Schmidt touched his tongue to the corner of his lips. How many luridly colored Escalades could there be on northern Arizona’s back roads?

Only one, Kolodenkova’s.

A bit after seven in the morning, a janitor found a vintage Winnebago parked behind a school building, muffled cries coming from within. He’d called the local law. Soon thereafter, an aspiring Wyatt Earp, sidearm drawn and hammer cocked, had cautiously opened the suspicious vehicle. Two red-faced retirees were tied up in the back. One of them had wet his pants.

Miss Kolodenkova’s work, no doubt about it.

The girl’s MO was to steal another car as soon as she abandoned whatever she was driving. However, there’d been no auto thefts in the town, not a single one. Schmidt only had to think about that fact for a moment before ordering his men to roust every automobile dealer in the area out of bed.

It didn’t take long to find the right one.

A more than merely nervous used car salesman bur bled that yesterday, just before closing time, a woman calling herself Caroline Sonderstrom paid cash for a distinctive used Escalade. Yes, sir, the official Cadillac designation for that Escalade’s exterior is poppy red, but its more of a fire-engine red, you know, or maybe cherry, ‘cause it’s the brightest red you’ve ever seen. Stands out like a hard-on in a nudist colony, if you know what I mean. Aw, sure, she fits your description to a T, only her hair is brown, but the thing is, when I took down her driver’s license number, I noticed her photo showed her blonde. No, sir, I didn’t even think about it for a second, because you know the ladies they change their hair more often than most boys around here change their jockey shorts.

Gratifying.

It was about time Charles slipped up. He’d used old photos for the girl’s false ID. Unfortunately she dyed her hair to disguise herself. Had Charles been a bit more professional, he would have been prepared for that particular contingency. Schmidt most certainly would have been.

Glancing at the GPS systems’s digital map, he pressed the Send button again. “Which way is she headed?”

Hamadryad responded, “North.”

“Our GPS database does not seem to portray every dirt track and cattle path in Arizona. Hamadryad, you’re going to have to help me find the turnoff. I’m on Navajo road thirty-four, repeat three-four, headed west. We’ve already passed a number of ranch roads. There’s no way we can tell from the ground which one Kolodenkova is on.”

“Stand by, Cobra. I’ll drop back toward the highway and see if I can spot you.”

“I’m switching my emergency flashers on. We should be easy to recognize.”

“Copy that.”

Hide in plain sight. He gave Kolodenkova credit for her cleverness. The girl intentionally chose a high-visibility vehicle. His soldiers would be looking for an anonymous car or truck Dodge, Chevy, Ford, all the common nameplates found on every highway in the West. What they would not scrutinize was something so ostentatiously eye-catching that no fugitive would dare use it.

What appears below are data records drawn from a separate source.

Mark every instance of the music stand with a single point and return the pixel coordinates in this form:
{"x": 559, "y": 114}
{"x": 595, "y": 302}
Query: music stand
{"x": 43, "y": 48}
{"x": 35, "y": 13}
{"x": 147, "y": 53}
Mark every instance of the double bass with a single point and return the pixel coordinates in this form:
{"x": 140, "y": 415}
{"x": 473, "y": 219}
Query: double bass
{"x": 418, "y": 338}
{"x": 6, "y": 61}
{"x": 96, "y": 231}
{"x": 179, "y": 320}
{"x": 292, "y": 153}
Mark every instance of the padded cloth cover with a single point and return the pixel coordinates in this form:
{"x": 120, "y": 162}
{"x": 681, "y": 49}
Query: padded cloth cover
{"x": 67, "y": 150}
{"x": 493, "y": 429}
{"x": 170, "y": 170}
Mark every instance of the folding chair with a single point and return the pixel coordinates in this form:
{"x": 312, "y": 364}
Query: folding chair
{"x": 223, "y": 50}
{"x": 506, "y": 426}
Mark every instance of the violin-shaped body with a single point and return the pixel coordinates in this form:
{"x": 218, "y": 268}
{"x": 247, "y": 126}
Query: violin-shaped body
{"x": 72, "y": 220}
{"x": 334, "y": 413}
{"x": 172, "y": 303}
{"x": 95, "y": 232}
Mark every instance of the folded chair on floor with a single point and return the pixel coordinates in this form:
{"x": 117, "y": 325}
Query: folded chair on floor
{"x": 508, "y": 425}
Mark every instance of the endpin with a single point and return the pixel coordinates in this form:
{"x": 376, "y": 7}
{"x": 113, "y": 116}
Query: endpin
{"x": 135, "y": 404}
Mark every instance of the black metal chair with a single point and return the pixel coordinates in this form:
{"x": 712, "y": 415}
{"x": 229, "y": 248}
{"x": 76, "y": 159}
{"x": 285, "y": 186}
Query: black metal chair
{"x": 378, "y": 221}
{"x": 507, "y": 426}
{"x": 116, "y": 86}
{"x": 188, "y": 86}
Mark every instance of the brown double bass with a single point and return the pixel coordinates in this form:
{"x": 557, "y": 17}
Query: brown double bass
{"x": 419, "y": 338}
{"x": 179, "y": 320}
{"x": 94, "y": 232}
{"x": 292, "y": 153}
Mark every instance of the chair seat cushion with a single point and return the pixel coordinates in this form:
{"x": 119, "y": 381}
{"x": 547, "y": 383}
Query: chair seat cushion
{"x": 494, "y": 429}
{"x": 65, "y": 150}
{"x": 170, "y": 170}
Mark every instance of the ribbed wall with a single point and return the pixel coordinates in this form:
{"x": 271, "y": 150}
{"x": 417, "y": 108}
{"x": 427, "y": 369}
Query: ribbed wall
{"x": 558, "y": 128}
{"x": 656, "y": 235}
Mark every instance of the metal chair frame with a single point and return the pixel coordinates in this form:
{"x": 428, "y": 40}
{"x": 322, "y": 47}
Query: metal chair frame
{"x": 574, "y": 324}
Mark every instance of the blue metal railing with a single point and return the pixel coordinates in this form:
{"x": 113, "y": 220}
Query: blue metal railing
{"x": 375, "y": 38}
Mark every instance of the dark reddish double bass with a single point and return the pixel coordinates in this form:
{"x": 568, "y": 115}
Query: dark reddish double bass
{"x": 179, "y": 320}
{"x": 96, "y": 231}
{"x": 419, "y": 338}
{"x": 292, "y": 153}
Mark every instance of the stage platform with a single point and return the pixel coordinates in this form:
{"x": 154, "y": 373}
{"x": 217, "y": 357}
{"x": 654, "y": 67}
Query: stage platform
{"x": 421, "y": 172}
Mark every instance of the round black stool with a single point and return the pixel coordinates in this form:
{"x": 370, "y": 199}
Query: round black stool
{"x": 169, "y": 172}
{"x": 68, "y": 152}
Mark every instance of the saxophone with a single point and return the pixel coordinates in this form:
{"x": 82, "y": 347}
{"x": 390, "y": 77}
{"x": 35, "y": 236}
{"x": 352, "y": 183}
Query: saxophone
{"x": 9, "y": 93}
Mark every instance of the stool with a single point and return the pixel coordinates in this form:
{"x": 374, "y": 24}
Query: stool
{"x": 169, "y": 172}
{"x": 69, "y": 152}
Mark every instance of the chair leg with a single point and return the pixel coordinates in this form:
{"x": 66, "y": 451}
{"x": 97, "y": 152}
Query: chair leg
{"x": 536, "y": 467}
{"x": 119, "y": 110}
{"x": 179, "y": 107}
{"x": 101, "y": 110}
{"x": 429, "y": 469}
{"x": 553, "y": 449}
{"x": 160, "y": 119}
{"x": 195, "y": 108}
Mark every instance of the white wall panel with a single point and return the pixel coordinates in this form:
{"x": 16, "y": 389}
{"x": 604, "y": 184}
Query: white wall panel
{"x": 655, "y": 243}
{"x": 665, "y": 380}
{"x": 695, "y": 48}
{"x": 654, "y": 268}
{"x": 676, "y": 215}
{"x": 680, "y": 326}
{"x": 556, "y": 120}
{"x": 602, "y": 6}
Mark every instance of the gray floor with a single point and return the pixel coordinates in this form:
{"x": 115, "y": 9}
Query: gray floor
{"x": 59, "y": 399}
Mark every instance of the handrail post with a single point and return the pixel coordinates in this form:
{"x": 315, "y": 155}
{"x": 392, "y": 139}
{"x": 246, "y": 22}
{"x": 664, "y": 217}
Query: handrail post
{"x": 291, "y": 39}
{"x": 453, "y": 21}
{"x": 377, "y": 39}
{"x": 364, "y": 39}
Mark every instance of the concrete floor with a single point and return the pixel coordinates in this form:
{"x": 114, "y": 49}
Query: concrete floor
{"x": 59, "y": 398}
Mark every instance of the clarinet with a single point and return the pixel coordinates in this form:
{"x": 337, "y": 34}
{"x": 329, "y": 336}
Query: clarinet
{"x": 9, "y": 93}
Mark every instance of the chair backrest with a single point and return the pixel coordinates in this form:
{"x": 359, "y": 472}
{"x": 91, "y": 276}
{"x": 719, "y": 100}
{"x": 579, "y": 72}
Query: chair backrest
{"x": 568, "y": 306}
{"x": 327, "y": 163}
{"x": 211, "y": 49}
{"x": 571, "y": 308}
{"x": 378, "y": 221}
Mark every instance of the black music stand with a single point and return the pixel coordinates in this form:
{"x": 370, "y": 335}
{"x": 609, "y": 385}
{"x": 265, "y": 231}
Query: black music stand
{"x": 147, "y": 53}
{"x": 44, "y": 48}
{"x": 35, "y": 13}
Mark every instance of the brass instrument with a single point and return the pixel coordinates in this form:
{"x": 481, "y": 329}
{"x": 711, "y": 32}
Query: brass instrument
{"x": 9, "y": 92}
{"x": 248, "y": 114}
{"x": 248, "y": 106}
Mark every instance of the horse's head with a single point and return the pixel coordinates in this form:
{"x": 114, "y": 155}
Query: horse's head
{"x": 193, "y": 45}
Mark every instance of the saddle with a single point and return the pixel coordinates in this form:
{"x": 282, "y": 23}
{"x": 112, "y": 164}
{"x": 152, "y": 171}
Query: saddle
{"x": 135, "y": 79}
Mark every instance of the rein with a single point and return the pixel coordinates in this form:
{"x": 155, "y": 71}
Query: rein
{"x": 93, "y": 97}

Clever, uncommonly clever, she was a worthy opponent. The end game would be sweeter for that.

“I see you, Cobra.”

Schmidt craned his neck. His G-Wagen had just passed through a pungent coniferous forest. Now on open plains, wild grass and grazing sheep, he peered into the distance. Two o’clock high, a tiny black dot hovered above a mesa layered like a cake. He flashed his high beams three times.